Paradoxical Governance: The Duality of Official and Unofficial Islam in Post-Soviet Uzbekistan
摘要
This chapter analyzes how the Uzbek state’s management of Islam is shaped by a fundamental contradiction: religion is both embraced as a source of moral authority and constrained as a potential threat to state power. Through the lens of paradoxical governance, this chapter explores how official Islam, embodied in state institutions such as the Muslim Board of Uzbekistan, serves as a carefully curated form of religiosity that reinforces secular nationalism and legitimizes authoritarian rule. Islam, in this form, becomes heritage rather than faith, a symbol of cultural pride stripped of its emancipatory potential. At the same time, unofficial Islam—independent worship, informal study circles, and non-state clerical networks—is cast as deviant or dangerous, allowing the state to extend its surveillance and control under the guise of security.
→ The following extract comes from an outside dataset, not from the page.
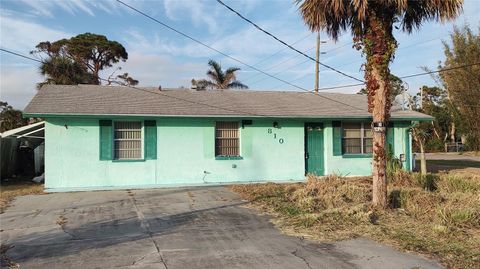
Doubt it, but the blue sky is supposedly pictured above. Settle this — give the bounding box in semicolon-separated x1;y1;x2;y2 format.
1;0;479;109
Based on extensive fieldwork and interviews, the analysis shows that this system of regulation operates not only through repression but also through the co-optation of religious symbols and authority. This chapter argues that Uzbekistan’s current approach is less a departure from Soviet secularism than its reconfiguration: a governance model where Islam is simultaneously instrumentalized and feared, shaping a moral landscape defined by both devotion and discipline.